Ahhhhhhh…the beach. After three days fighting traffic, enduring long lines for short rides, and walking, walking, walking through three gargantuan theme parks, we're now at Daytona Beach for two days before the North American Christian Convention begins. For those who think heaven is somehow going to be like Disney World, for me heaven is somehow going to be like the beach. I can understand the analogy of heaven being like Disney World--a "magical" kingdom, a place of great beauty, people gathering from every nation, tribe, people and language. But I can better understand the analogy of heaven being like a beach (minus the hurricanes)--a place of peace, rest, beauty, families playing together, etc.

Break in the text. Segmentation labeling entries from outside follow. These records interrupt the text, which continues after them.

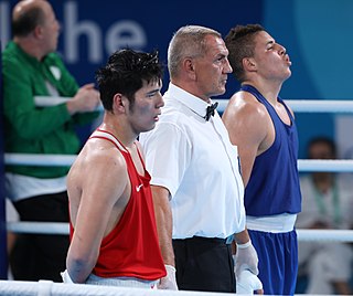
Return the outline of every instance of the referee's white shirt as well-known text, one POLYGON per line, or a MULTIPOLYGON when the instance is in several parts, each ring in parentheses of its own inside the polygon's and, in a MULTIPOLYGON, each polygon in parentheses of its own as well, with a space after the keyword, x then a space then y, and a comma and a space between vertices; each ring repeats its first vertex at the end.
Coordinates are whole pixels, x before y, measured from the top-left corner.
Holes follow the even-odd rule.
POLYGON ((207 103, 169 85, 154 129, 140 135, 151 184, 171 193, 173 239, 225 239, 245 229, 237 147, 207 103))

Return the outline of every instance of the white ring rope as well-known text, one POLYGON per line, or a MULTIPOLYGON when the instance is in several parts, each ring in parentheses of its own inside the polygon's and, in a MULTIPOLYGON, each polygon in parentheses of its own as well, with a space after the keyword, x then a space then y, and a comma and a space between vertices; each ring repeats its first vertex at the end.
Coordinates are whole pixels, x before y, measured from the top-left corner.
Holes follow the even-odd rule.
MULTIPOLYGON (((71 166, 76 155, 26 155, 4 154, 6 165, 26 166, 71 166)), ((299 171, 353 172, 353 160, 298 159, 299 171)))
MULTIPOLYGON (((35 96, 34 104, 39 107, 49 107, 67 102, 68 97, 62 96, 35 96)), ((213 99, 218 102, 218 112, 224 112, 229 99, 228 98, 218 98, 213 99)), ((303 113, 353 113, 353 101, 350 99, 285 99, 285 103, 288 104, 293 112, 303 112, 303 113)), ((98 107, 99 110, 103 110, 103 106, 98 107)))
MULTIPOLYGON (((224 112, 229 99, 213 99, 218 102, 218 112, 224 112)), ((352 99, 285 99, 293 112, 299 113, 353 113, 352 99)))
MULTIPOLYGON (((8 222, 7 230, 13 233, 63 234, 69 233, 68 223, 8 222)), ((353 230, 297 230, 299 241, 353 242, 353 230)))
POLYGON ((51 281, 24 282, 24 281, 0 281, 1 296, 228 296, 225 293, 204 293, 189 290, 163 290, 145 289, 137 287, 114 287, 88 284, 64 284, 51 281))

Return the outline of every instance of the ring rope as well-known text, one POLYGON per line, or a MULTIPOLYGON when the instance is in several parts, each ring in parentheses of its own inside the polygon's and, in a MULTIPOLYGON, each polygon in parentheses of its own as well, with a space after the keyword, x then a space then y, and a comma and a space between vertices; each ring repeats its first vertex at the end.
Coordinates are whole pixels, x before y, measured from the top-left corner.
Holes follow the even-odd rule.
MULTIPOLYGON (((6 165, 25 166, 71 166, 76 155, 31 155, 31 154, 4 154, 6 165)), ((298 159, 299 171, 331 171, 353 172, 351 159, 298 159)))
MULTIPOLYGON (((8 222, 13 233, 40 233, 68 235, 68 223, 58 222, 8 222)), ((299 241, 353 242, 353 230, 297 230, 299 241)))
POLYGON ((116 287, 89 284, 64 284, 52 281, 0 281, 1 296, 228 296, 226 293, 146 289, 138 287, 116 287), (40 294, 41 293, 41 294, 40 294))
MULTIPOLYGON (((49 107, 63 104, 69 101, 69 97, 62 96, 35 96, 34 104, 39 107, 49 107)), ((218 102, 218 112, 224 112, 229 99, 221 98, 213 99, 218 102)), ((303 113, 353 113, 353 101, 350 99, 285 99, 293 112, 303 113)), ((98 107, 98 110, 103 110, 103 106, 98 107)))

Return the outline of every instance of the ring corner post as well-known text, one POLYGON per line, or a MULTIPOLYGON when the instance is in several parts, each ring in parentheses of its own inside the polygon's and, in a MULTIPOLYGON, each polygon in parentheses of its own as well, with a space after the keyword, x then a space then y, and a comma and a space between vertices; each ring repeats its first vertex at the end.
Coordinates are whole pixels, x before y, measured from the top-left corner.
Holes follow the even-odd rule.
MULTIPOLYGON (((0 40, 0 57, 1 57, 1 40, 0 40)), ((0 279, 8 279, 3 139, 4 139, 3 138, 3 85, 2 85, 2 59, 0 59, 0 279)))

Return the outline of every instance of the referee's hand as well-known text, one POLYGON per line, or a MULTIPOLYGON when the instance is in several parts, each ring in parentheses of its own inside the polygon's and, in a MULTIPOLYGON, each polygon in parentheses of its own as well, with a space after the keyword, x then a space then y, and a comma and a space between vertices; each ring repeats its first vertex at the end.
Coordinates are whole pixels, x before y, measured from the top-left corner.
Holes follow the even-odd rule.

Now, just to provide some balance here, we did have a good time at Mickey's kingdom, and there are a number of things they do well that can help us in the church. For example, hospitality at Disney World is extraordinary. I would expect this from the "welcoming committee" at the main entrance with their big smiles and friendly handshakes. But as we walked through the parks, every employee (or cast member, as they call themselves), and I mean EVERY employee, was friendly. If we looked a little lost or confused, which was most of the time, an employee, sorry, cast member, even if he or she was simply walking around with a broom and dust pan, would stop what they were doing and ask if they could be of service. I don't know what their training program consists of, but, whatever it is, I want it.

Can you imagine what it would be like if every cast member, sorry, church member, saw his or her role as to reach out and serve others? Not just on Sunday mornings, although that's a pretty good time to put this into practice as well. But every day of the week, at work, at home, as a family, what would it be like if you looked around to see if someone looks a little confused or lost, and you say, "How may I be of service?" We don't just need this attitude displayed by our "welcoming committee" on Sundays--a.k.a., "Greeters." All of us can take that Disney spirit, which is actually taught in the Bible, and apply it to our lives. Simply put, the Bible says, "Each of you should look not only to your own interests, but also to the interests of others" (Phil. 2:4).

So, Disney World may not have a whole lot in common with heaven, one could argue, but it can show us how to be a little more focused on others. Try it sometime this week. If you see someone around you who looks like he or she could use a little encouragement, support, help, etc., just go up to the person and ask, "How can I be of service?" And then be ready to put a little action to your words.